La majorité des exploitations restent extensives, manuelles et dépendantes de la pluie. Les rendements stagnent faute d’intrants améliorés, de semences performantes et de mécanisation. Plus de 80 % des fermes sont familiales, peu formalisées et ont du mal à accéder au crédit. Le changement climatique aggrave la situation : sécheresses, inondations et dégradation des sols grignotent les gains de productivité.

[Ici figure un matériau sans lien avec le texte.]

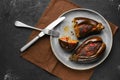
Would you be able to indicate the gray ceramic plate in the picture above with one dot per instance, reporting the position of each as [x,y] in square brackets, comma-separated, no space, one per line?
[62,55]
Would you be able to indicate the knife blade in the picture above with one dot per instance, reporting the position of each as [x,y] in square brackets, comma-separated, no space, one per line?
[41,34]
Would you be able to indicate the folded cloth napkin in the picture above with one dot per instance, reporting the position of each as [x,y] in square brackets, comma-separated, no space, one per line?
[41,54]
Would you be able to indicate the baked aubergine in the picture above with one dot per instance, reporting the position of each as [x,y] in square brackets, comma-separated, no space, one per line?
[84,27]
[91,49]
[67,43]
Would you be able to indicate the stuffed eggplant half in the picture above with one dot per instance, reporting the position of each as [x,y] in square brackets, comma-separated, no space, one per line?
[89,50]
[67,43]
[84,27]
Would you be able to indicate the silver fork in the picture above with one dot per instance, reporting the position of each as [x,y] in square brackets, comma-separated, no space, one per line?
[46,31]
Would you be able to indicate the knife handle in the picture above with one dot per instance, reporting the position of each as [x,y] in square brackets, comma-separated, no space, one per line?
[29,44]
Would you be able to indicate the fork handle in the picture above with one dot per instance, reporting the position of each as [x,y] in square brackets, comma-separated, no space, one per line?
[29,44]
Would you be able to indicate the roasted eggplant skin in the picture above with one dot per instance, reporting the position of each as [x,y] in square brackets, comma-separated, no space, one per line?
[101,46]
[84,27]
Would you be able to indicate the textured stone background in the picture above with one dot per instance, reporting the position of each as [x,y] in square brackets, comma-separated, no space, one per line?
[13,67]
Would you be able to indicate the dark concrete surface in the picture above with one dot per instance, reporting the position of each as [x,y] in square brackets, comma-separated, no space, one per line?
[13,67]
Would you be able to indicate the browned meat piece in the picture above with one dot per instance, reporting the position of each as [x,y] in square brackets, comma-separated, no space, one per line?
[84,27]
[91,49]
[67,43]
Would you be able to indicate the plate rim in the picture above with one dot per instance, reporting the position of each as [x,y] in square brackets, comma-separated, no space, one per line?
[111,36]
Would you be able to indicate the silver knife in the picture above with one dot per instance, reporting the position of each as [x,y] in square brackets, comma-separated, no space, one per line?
[41,34]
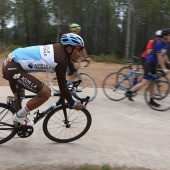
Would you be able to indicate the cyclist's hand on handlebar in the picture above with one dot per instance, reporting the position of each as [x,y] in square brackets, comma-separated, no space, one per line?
[79,106]
[166,71]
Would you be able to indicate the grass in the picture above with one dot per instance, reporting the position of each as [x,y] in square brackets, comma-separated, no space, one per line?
[75,167]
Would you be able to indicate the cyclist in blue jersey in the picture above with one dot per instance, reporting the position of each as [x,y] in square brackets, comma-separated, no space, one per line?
[74,66]
[157,56]
[53,57]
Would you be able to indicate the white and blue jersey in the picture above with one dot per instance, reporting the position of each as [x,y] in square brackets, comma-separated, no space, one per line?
[159,47]
[35,58]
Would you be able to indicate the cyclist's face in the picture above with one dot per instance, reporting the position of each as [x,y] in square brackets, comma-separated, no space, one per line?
[74,30]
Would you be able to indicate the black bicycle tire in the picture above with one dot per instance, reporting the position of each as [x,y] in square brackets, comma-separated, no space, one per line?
[145,95]
[104,85]
[51,137]
[14,131]
[92,97]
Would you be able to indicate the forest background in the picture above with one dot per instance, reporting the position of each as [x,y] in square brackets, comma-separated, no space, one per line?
[118,28]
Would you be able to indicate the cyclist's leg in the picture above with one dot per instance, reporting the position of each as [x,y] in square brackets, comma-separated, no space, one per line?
[72,71]
[143,62]
[21,93]
[13,72]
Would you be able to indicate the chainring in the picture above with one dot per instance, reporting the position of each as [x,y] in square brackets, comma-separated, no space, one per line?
[24,131]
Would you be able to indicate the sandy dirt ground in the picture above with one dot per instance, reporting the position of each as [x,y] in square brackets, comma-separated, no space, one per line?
[122,134]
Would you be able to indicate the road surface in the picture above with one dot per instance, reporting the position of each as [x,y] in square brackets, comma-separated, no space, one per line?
[122,133]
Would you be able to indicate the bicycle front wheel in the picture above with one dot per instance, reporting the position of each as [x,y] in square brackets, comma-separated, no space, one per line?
[57,129]
[115,85]
[160,90]
[7,127]
[88,86]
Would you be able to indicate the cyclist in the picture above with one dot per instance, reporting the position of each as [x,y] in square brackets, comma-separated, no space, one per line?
[53,57]
[157,55]
[149,45]
[74,66]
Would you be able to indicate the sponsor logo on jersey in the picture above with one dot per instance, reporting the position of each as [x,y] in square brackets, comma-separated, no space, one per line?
[38,66]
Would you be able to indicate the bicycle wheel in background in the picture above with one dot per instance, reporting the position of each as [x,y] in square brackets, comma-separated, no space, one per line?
[7,128]
[57,129]
[161,90]
[114,87]
[87,87]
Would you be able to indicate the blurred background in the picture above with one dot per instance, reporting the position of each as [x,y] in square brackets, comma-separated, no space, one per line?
[114,28]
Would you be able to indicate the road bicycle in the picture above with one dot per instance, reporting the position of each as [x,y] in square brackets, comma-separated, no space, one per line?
[87,87]
[61,124]
[161,90]
[116,84]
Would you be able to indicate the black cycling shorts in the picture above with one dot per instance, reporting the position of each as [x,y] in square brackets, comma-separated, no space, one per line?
[14,73]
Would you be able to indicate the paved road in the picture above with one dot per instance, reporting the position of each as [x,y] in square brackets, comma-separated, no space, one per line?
[122,133]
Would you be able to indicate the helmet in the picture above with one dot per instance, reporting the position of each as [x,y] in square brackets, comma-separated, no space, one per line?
[74,25]
[158,33]
[72,39]
[166,31]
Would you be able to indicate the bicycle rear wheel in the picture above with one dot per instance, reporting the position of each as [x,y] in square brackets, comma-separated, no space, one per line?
[57,129]
[161,90]
[114,87]
[7,127]
[88,86]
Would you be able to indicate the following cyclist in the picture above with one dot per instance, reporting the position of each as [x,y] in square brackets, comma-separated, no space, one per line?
[149,45]
[157,56]
[53,57]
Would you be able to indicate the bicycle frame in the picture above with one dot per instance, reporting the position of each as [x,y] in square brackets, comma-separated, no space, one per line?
[39,116]
[61,101]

Le paradoxe est frappant. Champion mondial du cacao, le pays importe encore entre 1 et 1,5 million de tonnes de riz blanchi par an, une fuite de devises considérable. Dans les zones de production du Nord et de l’Ouest, 30 à 40 % des produits périssables pourrissent avant d’atteindre les marchés urbains, faute de routes praticables et de chaînes du froid. Moins de 5 % des produits vivriers bénéficient d’une première transformation locale, privant le pays d’une valeur ajoutée et d’emplois ruraux. Moins de 3 % des crédits bancaires vont à l’agriculture, et presque tout est absorbé par les filières d’exportation.
Les jeunes fuient les champs. Le travail est pénible, mal rémunéré, et la pauvreté rurale dépasse souvent 50 % dans certaines régions. La pression foncière, le morcellement des terres et l’informalité quasi totale complètent un tableau où l’on produit beaucoup mais où l’on valorise peu. Le vivrier fait vivre des millions de familles, pourtant il reste le parent pauvre face au cacao.
C’est dans ce contexte que le PNIA 3, lancé dans le cadre du PND 2026-2030, marque un véritable changement de cap. Ce troisième Programme National d’Investissement Agricole place la souveraineté alimentaire au cœur de la stratégie. Modernisation des systèmes de production, sécurisation du foncier, accès au financement, développement des agropoles régionaux, transformation locale, innovation et implication des jeunes : tout converge vers une agriculture d’entreprise capable de créer de la valeur et des emplois décents.
Produire ce que l’on consomme et consommer ce que l’on produit : ce vieux slogan n’a jamais été aussi urgent. La souveraineté agricole ne se mesure pas seulement au cours du cacao sur les marchés internationaux, mais à la capacité du pays à nourrir sa population avec ses propres ressources, même en cas de crise.